I've experienced two problems I didn't find anything on the internet about:
  • Errors in the service standard error output: : not foundfd/9: 3: /proc/self/fd/9:
  • Errors in /var/log/upstart/{service-name}/logSyntax error: Bad fd number upstart
What happened to be the problem wasn't the actual configuration files, but their formatting. I've been preparing the .conf files on Windows and have uploaded them on some Linux machines. What I haven't thought of was these hidden symbols, which are not visible by default - the line endings. 

Line endings

Windows uses '\r\n' or CRLF at the end of each line and Linux uses only '\n' or LF (Newline explained in Wikipedia). So,  my configuraton files were all with CRLF at the end of each line, which wasn't accepted by the Linux and Upstart respectively. Upstart failed to start my services and didn't give any descriptive errors. Changing CRLF to LF in the .conf file fixed these issues.

TIP: You can use vim -b filename to open a file name in binary mode, which shows all special characters in the file.

I hope this saves some hours someone out there.

Friday, January 24, 2014

Windows Powershell - Extract Json property values

Hi guys,

I've had to extract json property values, from a CSV document. Sounds bizarre, right? We've got the CSV file exported from a database, where a JSON was stored in one of the columns. As the JSON is not any close to native to relational database, we couldn't query the JSON column to extract data from it.

The problem

Can be restated as "How can you extract JSON property values from any text file" or even generalized "How to extract anything from a large file". Our requirement would be 'do this fast and easy in Windows environment and be able to process any text file'.

Sample data

We'll be using this short and simple json file for our example:


client.js
[
    {
        "firstName": "A",
        "clientId": 2
    },
    {
        "firstName": "B",
        "clientId": 14
    },
    {
        "firstName": "C",
        "clientId": 15
    },
    {
        "firstName": "D",
        "clientId": 3
    }
]

Decompose

Let's decompose the problem into few simple steps:


  • Searching through text is a complex operation. The most common approach would be to use Regular Expressions as they provide flexibility and support in practically any programming language.
    • The json language complies to several simple rules, so extracting from it would be easy. A regex for extracting the client id is: '"clientId": (?(\d+))'. It matches the "clientId" property name, then a colon :, then a new  named group starts, which expects a number (\d+).
  • Instant coding and execution leads us to some scripting language. The scripting language does not need compilation, creating new projects or anything alike which could slow us down.
    • We'll be using Powershell to execute the regular expression, as it's a common language for executing such activities on Windows.

Script

# set our client id regex, which can extract client id fields from the text
$clientIdRegex = '"clientId": (?(\d+))'

# search through the file with "select-string", providing our regex as a pattern and find all matches
# pipe the matches to a foreach, which traverses them and then pipe each match to a foreach which extracts
# the group clientid and get's its value.
select-string -Path .\clients.js -Pattern $clientIdRegex -AllMatches | ForEach-Object {$_.Matches } | ForEach-Object { $_.groups["clientid"].Value }

And that's the whole script - just two lines!

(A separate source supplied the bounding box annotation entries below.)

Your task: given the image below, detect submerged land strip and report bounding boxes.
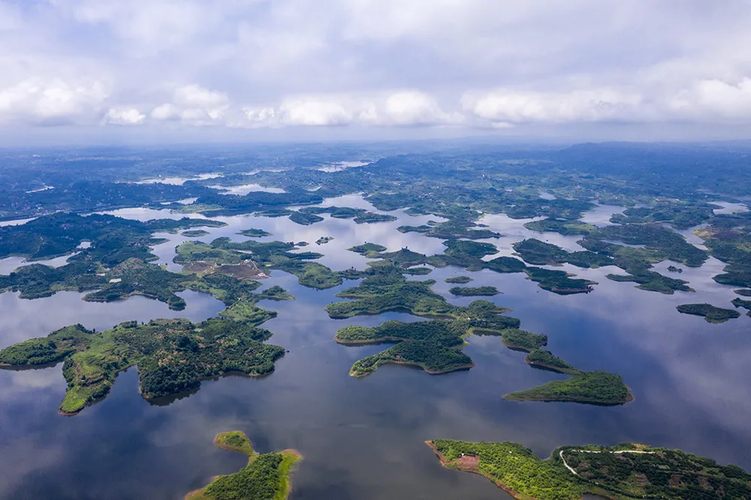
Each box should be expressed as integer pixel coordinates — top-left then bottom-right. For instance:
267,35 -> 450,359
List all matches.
185,431 -> 303,500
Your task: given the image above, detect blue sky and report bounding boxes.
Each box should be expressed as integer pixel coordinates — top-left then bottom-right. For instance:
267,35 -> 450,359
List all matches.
0,0 -> 751,143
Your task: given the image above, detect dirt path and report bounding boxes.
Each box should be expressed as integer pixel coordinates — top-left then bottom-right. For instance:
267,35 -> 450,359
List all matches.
558,450 -> 657,476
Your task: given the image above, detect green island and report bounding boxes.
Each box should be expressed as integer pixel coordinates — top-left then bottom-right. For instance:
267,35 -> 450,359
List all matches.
426,439 -> 751,500
289,212 -> 323,226
730,297 -> 751,316
174,238 -> 352,289
326,264 -> 633,405
298,207 -> 396,224
524,219 -> 597,236
0,311 -> 284,415
0,271 -> 293,415
239,228 -> 271,238
443,276 -> 472,285
185,431 -> 303,500
449,286 -> 501,297
513,239 -> 613,268
180,229 -> 211,238
676,299 -> 741,323
500,328 -> 634,406
347,242 -> 386,259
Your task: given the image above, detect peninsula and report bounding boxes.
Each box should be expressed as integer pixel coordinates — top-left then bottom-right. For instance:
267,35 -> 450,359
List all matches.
185,431 -> 303,500
426,439 -> 751,500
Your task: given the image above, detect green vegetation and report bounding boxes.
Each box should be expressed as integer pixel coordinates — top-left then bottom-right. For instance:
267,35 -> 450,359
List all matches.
354,212 -> 396,224
326,264 -> 633,404
449,286 -> 501,297
0,212 -> 226,266
503,372 -> 633,405
524,267 -> 596,295
326,265 -> 454,318
335,300 -> 519,377
606,271 -> 694,295
402,267 -> 433,276
175,238 -> 347,289
676,299 -> 741,323
501,328 -> 548,352
0,313 -> 284,414
443,276 -> 472,285
426,439 -> 751,500
525,349 -> 578,375
289,212 -> 323,226
300,207 -> 396,224
348,243 -> 386,259
240,228 -> 271,238
181,229 -> 211,238
731,297 -> 751,316
524,219 -> 597,236
185,431 -> 302,500
514,238 -> 613,268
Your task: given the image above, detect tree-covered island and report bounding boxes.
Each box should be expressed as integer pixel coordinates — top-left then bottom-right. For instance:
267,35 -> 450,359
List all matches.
185,431 -> 302,500
326,263 -> 633,405
676,299 -> 748,323
426,439 -> 751,500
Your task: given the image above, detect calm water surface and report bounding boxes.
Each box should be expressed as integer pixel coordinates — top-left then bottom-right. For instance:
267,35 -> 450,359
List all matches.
0,198 -> 751,500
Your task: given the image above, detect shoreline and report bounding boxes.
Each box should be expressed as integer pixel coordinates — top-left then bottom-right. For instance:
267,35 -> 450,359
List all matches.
425,441 -> 539,500
349,361 -> 476,378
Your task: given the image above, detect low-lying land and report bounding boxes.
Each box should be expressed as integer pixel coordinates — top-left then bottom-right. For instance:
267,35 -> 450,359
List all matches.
185,431 -> 302,500
449,286 -> 501,297
426,439 -> 751,500
0,300 -> 286,415
676,304 -> 741,323
443,276 -> 472,285
326,265 -> 633,405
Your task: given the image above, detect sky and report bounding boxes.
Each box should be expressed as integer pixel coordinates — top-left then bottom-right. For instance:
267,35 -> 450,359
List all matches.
0,0 -> 751,145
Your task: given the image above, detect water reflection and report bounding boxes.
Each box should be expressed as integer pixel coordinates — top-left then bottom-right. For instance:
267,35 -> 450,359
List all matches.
0,195 -> 751,500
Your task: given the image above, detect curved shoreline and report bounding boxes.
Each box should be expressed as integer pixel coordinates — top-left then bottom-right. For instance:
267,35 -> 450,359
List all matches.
349,360 -> 475,378
425,441 -> 539,500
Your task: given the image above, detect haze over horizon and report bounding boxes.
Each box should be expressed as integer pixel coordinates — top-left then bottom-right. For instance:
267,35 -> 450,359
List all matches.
0,0 -> 751,146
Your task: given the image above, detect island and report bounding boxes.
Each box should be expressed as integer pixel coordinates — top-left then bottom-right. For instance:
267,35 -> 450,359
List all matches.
347,242 -> 386,259
185,431 -> 303,500
0,311 -> 284,416
449,286 -> 501,297
289,211 -> 323,226
443,276 -> 472,285
676,304 -> 741,323
180,229 -> 211,238
239,228 -> 271,238
426,439 -> 751,500
326,264 -> 633,405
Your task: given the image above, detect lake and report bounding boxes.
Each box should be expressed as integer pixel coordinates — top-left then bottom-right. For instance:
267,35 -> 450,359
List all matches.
0,196 -> 751,500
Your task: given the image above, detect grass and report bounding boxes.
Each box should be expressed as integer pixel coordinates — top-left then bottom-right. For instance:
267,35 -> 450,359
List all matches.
185,431 -> 302,500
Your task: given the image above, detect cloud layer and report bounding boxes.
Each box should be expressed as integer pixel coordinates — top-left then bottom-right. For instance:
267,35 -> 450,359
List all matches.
0,0 -> 751,139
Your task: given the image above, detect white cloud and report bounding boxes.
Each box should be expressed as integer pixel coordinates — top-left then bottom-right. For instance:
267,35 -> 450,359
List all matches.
0,78 -> 108,125
462,89 -> 643,125
279,99 -> 352,126
151,84 -> 230,125
104,107 -> 146,125
668,78 -> 751,121
382,91 -> 462,125
0,0 -> 751,134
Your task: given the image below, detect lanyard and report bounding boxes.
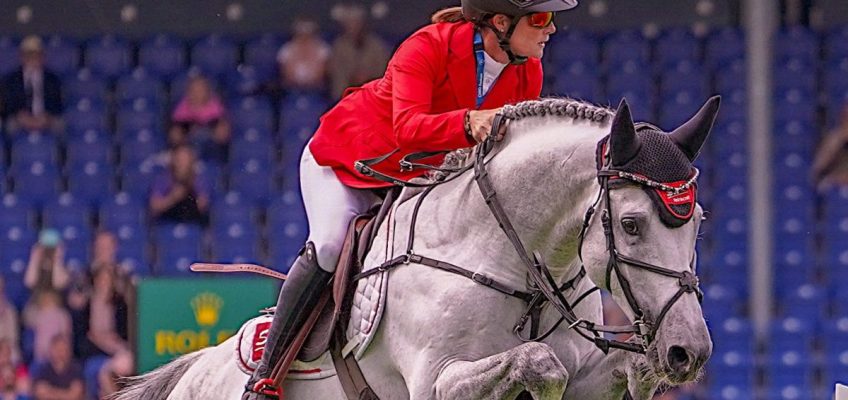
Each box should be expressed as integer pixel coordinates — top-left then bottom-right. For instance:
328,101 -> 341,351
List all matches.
474,31 -> 486,108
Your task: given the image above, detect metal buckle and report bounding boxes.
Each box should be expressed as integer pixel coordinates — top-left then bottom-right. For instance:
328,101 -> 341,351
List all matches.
471,272 -> 492,286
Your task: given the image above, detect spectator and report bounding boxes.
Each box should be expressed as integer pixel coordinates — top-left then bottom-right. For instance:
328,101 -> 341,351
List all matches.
168,76 -> 230,163
2,36 -> 62,134
32,334 -> 85,400
330,4 -> 389,99
277,17 -> 330,91
0,275 -> 21,363
813,106 -> 848,191
24,228 -> 70,304
24,290 -> 72,362
0,339 -> 29,400
149,145 -> 210,225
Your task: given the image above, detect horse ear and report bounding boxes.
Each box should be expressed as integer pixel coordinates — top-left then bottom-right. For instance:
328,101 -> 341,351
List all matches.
669,96 -> 721,161
610,99 -> 641,166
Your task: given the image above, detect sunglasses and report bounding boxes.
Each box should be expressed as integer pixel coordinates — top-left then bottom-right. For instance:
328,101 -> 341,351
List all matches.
527,11 -> 556,28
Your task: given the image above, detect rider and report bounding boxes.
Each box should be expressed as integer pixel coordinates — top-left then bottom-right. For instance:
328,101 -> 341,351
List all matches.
243,0 -> 577,400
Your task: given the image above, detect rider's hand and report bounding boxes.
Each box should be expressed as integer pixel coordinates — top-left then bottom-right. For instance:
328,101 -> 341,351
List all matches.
468,108 -> 506,143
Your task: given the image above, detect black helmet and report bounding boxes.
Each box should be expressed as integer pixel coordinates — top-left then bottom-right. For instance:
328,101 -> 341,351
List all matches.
461,0 -> 577,64
462,0 -> 577,23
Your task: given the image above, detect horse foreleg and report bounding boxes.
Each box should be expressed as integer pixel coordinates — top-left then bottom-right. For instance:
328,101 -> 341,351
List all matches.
435,343 -> 568,400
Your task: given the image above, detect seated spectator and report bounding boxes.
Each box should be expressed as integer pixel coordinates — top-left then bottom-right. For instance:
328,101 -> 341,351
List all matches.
24,290 -> 71,362
168,76 -> 230,163
330,4 -> 389,99
0,339 -> 30,400
2,36 -> 62,134
32,334 -> 85,400
149,145 -> 210,225
24,228 -> 70,306
67,231 -> 130,358
813,106 -> 848,191
0,275 -> 21,363
277,17 -> 330,90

# If we need to output the values in a file, we need just to pipe the output into a file like this: | ForEach-Object { $_.groups["clientid"].Value } > output.txt

Note: In most powershell scripts, you would see the usage of the alias "%" instead of ForEach-Object. Here it's used to illustrate the idea.

In conclusion

Knowing script languages is powerful tool in our utility belt. They can facitilate actions which should be done only once and there's no need for a maintainable and robust solution. Plus, they are easily edited and executed.